O tratamento do Descolamento de Retina

   Existem diversos métodos cirúrgicos para o tratamento do descolamento de retina, mas, independentemente da técnica, o objetivo principal é obter um fechamento das rupturas retinianas, levando à reconstrução da área atingida.
   Uma cicatriz é produzida intencionalmente para facilitar a aderência entre as partes lesionadas.

A cirurgia

   O tratamento cirúrgico se inicia com um completo exame oftalmológico que se segue por uma seqüência de procedimentos pós-operatórios. A internação se dá, normalmente, no dia da operação e exceto em casos especiais, o paciente não deve se alimentar e nem tomar água no mesmo dia.
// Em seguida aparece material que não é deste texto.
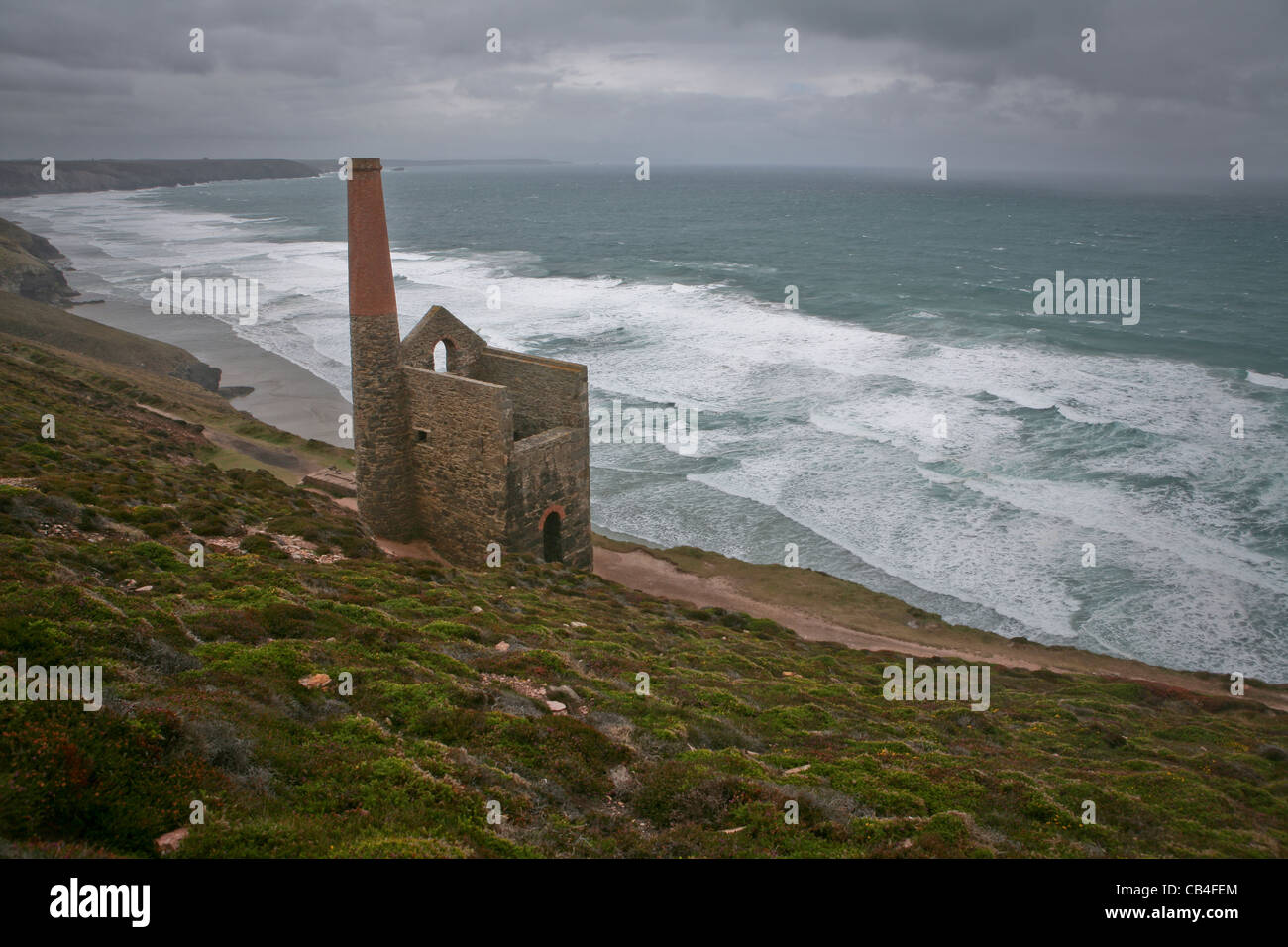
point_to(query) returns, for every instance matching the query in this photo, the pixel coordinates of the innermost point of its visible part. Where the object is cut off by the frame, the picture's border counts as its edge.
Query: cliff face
(26, 265)
(515, 686)
(22, 178)
(33, 320)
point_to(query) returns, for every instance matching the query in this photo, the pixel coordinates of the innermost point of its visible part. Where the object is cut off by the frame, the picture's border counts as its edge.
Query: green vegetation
(451, 674)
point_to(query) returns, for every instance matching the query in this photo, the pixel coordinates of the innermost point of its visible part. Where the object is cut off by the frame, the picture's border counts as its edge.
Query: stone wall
(552, 470)
(381, 455)
(462, 464)
(546, 393)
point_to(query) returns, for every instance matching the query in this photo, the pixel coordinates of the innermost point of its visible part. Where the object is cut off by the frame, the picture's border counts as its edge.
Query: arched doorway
(442, 350)
(552, 541)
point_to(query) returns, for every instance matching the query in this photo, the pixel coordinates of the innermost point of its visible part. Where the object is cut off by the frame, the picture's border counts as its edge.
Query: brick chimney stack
(381, 418)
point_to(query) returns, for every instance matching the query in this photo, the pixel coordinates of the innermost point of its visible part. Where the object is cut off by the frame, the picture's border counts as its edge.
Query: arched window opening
(552, 543)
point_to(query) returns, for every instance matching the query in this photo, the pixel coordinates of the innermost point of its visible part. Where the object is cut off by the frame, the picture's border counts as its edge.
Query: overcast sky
(1175, 88)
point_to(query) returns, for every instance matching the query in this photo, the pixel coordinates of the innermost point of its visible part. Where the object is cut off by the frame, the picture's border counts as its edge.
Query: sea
(906, 421)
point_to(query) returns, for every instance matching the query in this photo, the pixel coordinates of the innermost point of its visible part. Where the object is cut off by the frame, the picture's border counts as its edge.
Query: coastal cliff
(22, 178)
(325, 698)
(27, 265)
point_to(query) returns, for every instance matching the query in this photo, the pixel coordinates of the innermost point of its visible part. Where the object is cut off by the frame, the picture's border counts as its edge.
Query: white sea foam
(831, 425)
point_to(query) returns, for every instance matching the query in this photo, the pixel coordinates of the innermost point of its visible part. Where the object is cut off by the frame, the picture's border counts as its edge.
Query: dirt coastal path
(874, 629)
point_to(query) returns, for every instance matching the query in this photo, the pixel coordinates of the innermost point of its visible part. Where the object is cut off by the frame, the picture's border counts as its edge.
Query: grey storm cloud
(995, 84)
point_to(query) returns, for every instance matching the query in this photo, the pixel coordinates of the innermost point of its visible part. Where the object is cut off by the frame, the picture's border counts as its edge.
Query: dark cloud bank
(1173, 89)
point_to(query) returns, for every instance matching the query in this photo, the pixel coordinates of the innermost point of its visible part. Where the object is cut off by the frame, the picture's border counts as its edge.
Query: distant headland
(24, 178)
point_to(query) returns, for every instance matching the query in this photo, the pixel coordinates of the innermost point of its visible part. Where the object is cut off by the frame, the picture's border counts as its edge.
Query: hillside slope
(452, 672)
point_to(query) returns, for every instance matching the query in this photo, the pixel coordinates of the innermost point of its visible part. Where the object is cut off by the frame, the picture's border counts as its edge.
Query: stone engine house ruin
(493, 449)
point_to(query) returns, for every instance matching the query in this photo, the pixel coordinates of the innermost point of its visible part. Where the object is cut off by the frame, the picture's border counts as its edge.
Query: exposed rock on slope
(26, 265)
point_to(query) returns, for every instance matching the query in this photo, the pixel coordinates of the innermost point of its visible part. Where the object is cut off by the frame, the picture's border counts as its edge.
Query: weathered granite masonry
(494, 449)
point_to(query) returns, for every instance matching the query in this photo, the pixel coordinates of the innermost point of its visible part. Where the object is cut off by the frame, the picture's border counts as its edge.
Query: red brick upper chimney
(381, 416)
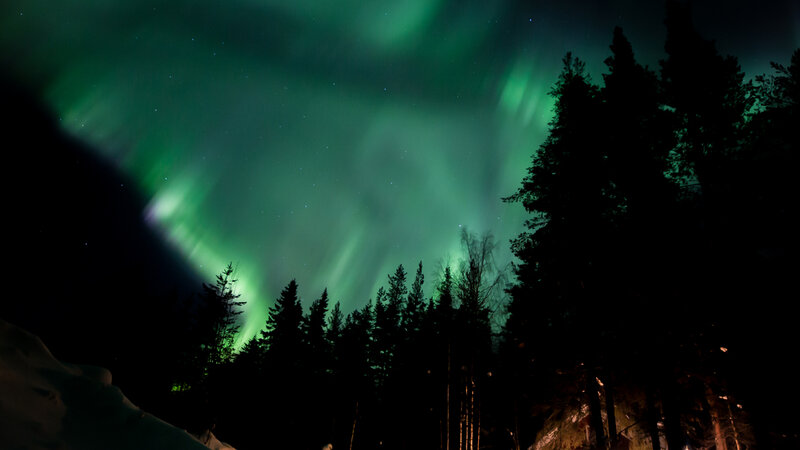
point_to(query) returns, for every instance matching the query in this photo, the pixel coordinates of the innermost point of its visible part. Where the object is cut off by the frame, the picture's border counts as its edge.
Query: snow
(47, 404)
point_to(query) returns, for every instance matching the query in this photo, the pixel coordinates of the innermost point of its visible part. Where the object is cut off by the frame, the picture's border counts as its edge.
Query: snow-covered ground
(47, 404)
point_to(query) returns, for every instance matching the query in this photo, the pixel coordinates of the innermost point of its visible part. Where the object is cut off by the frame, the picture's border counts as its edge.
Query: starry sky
(331, 141)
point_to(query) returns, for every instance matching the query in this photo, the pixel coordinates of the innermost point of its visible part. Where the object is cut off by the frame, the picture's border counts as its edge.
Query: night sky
(331, 141)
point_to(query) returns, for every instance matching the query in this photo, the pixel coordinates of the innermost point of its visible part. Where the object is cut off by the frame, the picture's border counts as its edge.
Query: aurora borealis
(331, 141)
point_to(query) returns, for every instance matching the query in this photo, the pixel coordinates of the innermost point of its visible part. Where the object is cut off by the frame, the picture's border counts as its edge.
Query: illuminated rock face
(47, 404)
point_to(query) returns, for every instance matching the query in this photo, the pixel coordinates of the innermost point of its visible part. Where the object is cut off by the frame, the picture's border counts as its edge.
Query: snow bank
(46, 404)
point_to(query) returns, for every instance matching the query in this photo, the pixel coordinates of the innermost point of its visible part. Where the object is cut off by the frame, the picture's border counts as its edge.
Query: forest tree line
(649, 308)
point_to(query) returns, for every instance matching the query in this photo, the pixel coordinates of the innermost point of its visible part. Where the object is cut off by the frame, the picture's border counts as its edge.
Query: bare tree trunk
(652, 418)
(611, 413)
(595, 415)
(719, 438)
(478, 427)
(353, 432)
(672, 415)
(447, 410)
(470, 413)
(733, 427)
(461, 425)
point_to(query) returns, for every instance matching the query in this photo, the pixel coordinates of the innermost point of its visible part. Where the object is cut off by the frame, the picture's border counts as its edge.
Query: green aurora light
(327, 141)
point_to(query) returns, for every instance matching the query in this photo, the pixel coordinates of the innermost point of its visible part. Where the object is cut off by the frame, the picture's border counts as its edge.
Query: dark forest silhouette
(654, 282)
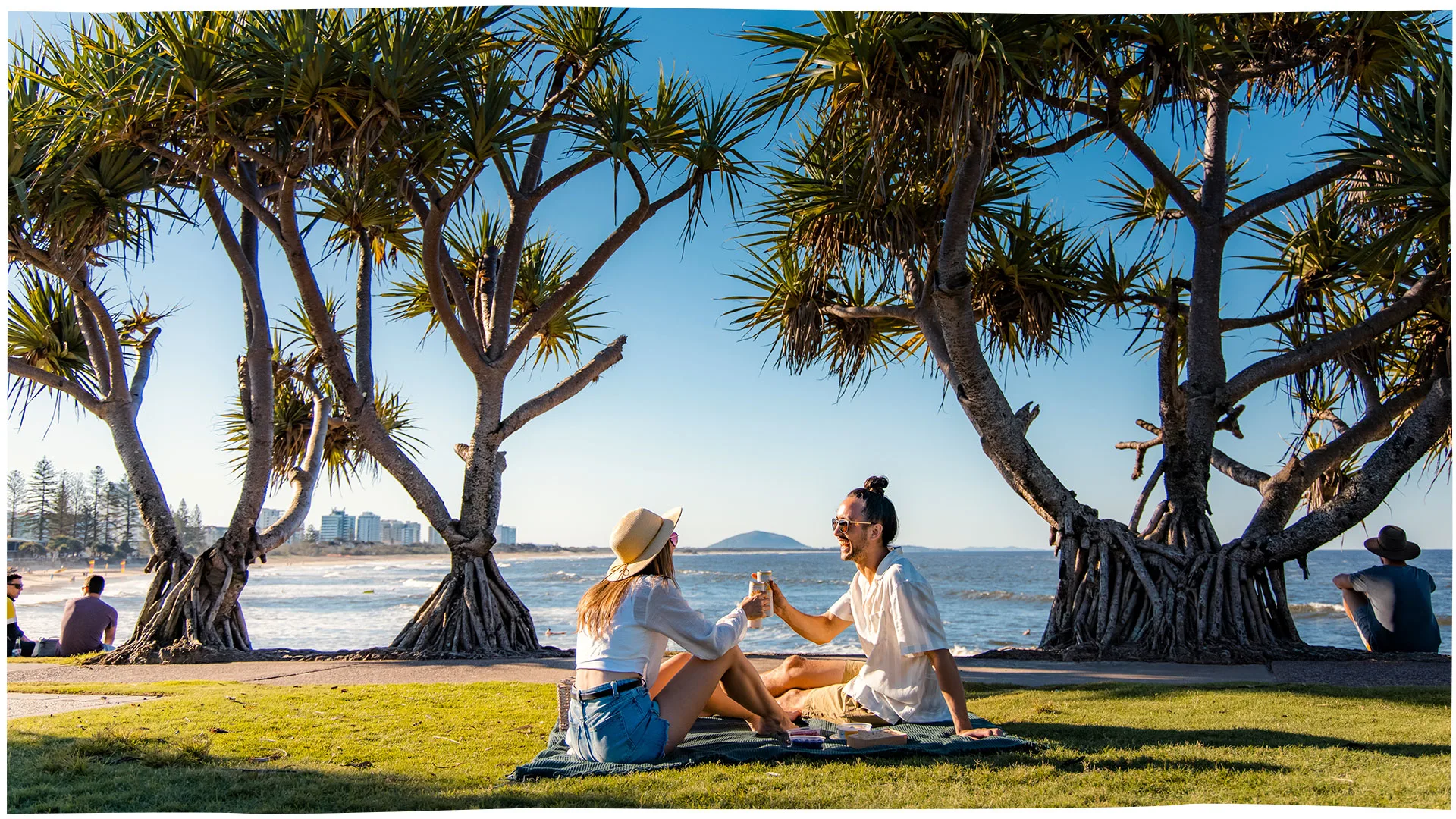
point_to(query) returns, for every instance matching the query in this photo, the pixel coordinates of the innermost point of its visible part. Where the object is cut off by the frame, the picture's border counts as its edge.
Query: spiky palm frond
(297, 334)
(789, 303)
(46, 333)
(364, 212)
(544, 270)
(346, 460)
(1030, 284)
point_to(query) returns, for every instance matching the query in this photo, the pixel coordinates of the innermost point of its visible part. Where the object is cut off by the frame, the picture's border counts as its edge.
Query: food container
(875, 738)
(845, 730)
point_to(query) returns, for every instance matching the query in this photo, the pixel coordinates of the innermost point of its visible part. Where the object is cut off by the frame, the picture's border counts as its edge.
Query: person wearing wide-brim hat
(1391, 604)
(628, 706)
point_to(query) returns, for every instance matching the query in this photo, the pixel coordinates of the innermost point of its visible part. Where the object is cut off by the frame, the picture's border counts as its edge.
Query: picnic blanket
(730, 741)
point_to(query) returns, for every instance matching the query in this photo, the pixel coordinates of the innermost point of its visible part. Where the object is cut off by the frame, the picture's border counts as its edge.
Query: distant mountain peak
(761, 541)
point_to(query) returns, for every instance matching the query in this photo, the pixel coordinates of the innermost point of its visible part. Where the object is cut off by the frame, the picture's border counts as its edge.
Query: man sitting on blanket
(908, 675)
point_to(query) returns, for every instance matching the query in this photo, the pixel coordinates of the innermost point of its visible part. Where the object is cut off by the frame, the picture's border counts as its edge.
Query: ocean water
(986, 599)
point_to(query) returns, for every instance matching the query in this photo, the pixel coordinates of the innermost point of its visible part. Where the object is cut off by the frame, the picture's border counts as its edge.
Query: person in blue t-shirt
(1391, 604)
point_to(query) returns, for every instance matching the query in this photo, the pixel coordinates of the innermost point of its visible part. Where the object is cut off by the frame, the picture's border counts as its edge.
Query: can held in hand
(764, 577)
(753, 589)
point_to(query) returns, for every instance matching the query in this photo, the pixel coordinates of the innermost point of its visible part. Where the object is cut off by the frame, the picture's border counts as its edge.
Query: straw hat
(637, 539)
(1392, 544)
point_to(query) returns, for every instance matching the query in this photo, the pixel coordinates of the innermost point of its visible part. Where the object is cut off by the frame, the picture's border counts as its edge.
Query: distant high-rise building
(338, 525)
(367, 528)
(410, 532)
(267, 518)
(389, 531)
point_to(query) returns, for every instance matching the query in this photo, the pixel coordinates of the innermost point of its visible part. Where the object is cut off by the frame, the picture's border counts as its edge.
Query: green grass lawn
(312, 748)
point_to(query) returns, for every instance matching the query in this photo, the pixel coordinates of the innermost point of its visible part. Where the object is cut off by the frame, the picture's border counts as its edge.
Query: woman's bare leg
(726, 704)
(667, 670)
(683, 698)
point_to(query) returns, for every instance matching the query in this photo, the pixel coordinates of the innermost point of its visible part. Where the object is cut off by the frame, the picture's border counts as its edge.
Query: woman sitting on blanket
(625, 707)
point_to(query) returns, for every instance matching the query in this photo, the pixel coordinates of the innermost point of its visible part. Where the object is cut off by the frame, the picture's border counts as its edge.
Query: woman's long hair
(601, 604)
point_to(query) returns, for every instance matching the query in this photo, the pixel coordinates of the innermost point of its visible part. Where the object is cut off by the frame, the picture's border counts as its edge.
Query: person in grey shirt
(1391, 604)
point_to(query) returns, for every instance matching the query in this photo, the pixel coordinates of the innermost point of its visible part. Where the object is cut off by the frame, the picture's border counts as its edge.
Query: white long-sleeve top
(653, 613)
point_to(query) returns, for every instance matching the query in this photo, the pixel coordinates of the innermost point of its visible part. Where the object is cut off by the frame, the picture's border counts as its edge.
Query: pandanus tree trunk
(202, 608)
(1172, 591)
(473, 611)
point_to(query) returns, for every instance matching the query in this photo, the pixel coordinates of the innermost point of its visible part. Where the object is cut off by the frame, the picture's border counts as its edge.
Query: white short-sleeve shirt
(897, 623)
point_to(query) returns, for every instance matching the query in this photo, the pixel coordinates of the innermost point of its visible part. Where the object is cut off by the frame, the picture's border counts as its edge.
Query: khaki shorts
(830, 703)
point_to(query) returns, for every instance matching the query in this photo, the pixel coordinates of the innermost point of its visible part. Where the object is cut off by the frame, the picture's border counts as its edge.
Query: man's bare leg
(802, 672)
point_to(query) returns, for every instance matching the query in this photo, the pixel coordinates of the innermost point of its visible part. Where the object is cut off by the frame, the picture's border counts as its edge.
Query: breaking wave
(1316, 610)
(998, 595)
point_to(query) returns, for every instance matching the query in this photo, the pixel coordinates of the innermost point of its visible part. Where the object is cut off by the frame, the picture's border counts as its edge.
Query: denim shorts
(623, 727)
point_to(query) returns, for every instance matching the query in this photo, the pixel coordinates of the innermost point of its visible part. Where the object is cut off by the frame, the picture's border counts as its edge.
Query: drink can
(753, 589)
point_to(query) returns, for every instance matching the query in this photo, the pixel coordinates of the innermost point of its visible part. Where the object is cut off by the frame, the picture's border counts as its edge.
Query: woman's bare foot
(982, 733)
(770, 729)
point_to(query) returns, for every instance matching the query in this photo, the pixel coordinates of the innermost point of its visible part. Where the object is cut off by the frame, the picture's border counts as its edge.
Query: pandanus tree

Geralmente, a cirurgia é feita com anestesia local e no fim do processo, o paciente retorna ao seu quarto com um curativo sobre o olho operado

Procedimentos e cuidados pós-cirúrgicos

   O paciente geralmente recebe alta no mesmo dia ou no dia seguinte. Dores moderadas são habituais e a visão no olho operado retorna lentamente, dias ou semanas após a cirurgia.
   Caso seja necessário o uso de gás ou óleo de silicone intra-ocular, o paciente apresentará comprometimento da visão, durante o período em que os mesmos permanecerem dentro do olho. Quando o gás é utilizado, viagens aéreas não são recomendadas por um período de dez a vinte dias. O uso da medicação prescrita deve ser mantido de acordo com as indicações médicas. Recomendações referentes a posições, atividades físicas e consultas de retorno também podem ser dadas pelo profissional.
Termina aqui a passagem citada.